Torpedoes are complicated and expensive mechanisms; each one costs about $8,000 and the average U-boat carried only from eight to twelve; it was therefore necessary to husband these precious weapons, to use them only when the chances most favoured success; the U-boat commander who wasted them in attempts to sink destroyers would probably have been court-martialled.
But while the submarine had practically no means of successfully fighting the destroyer, the destroyer had several ways of putting an end to the submarine. The advantage which really made the destroyer so dangerous, as already intimated, was its excessive speed. On the surface the U-boat made little more than fifteen miles an hour, and under the surface it made little more than seven or eight. If the destroyer once discovered its presence, therefore, it could reach its prey in an incredibly short time. It could attack with its guns, and, if conditions were favourable, it could ram; and this was no trifling accident, for a destroyer going at thirty or forty miles could cut a submarine nearly in two with its strong, razor-like bow. In the early days of the war these were the main methods upon which it relied to attack, but by the time that I had reached London, another and much more frightful weapon had been devised. This was the depth charge, a large can containing about three hundred pounds of TNT, which, if it exploded anywhere within one hundred feet of the submarine, would either destroy it entirely or so injure it that the victim usually had to come to the surface and surrender.

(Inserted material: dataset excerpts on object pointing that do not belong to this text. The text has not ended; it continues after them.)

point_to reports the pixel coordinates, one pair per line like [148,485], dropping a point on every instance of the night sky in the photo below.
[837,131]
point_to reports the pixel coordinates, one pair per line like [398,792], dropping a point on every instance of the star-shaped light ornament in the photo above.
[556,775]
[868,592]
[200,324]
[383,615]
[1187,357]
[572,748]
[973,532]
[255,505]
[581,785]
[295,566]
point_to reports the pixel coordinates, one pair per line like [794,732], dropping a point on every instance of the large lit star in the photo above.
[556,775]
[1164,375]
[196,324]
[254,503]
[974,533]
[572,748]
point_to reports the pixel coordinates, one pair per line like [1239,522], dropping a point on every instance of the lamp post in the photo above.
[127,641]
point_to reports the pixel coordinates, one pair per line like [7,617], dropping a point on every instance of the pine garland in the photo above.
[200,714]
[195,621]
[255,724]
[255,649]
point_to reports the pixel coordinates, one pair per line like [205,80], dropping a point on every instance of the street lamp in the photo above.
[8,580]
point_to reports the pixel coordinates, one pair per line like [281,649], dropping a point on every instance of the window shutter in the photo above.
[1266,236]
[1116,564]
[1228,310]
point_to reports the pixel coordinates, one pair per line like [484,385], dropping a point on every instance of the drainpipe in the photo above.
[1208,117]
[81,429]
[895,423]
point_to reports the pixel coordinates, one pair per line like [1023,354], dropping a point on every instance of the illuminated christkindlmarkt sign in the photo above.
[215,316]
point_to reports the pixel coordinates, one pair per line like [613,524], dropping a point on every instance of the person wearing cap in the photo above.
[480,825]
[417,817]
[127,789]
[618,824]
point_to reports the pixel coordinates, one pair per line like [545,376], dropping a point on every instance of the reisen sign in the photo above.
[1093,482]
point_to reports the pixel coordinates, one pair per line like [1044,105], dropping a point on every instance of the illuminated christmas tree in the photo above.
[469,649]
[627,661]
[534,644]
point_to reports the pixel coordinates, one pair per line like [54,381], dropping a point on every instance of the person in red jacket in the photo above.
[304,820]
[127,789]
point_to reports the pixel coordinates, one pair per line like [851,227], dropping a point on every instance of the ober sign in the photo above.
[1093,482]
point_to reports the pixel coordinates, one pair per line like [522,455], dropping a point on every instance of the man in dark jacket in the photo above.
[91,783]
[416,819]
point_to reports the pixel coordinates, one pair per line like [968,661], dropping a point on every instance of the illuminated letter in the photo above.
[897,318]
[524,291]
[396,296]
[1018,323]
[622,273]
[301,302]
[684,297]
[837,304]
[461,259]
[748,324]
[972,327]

I once asked Admiral Jellicoe who was the real inventor of this annihilating missile.
"No man in particular," he said. "It came into existence almost spontaneously, in response to a pressing need. Gunfire can destroy submarines when they are on the surface, but you know it can accomplish nothing against them when they are submerged. This fact made it extremely difficult to sink them in the early days of the war. One day, when the Grand Fleet was cruising in the North Sea, a submarine fired a torpedo at one of the cruisers. The cruiser saw the periscope and the wake of the torpedo, and had little difficulty in so manœuvring as to avoid being struck. She then went full speed to the spot from which the submarine had fired its torpedo, in the hope of ramming it. But by the time she arrived the submarine had submerged so deeply that the cruiser passed over her without doing her any harm. Yet the officers and crew could see the submerged hull; there the enemy lay in full view of her pursuers, yet perfectly safe! The officers reported this incident to me in the presence of Admiral Madden, second in command.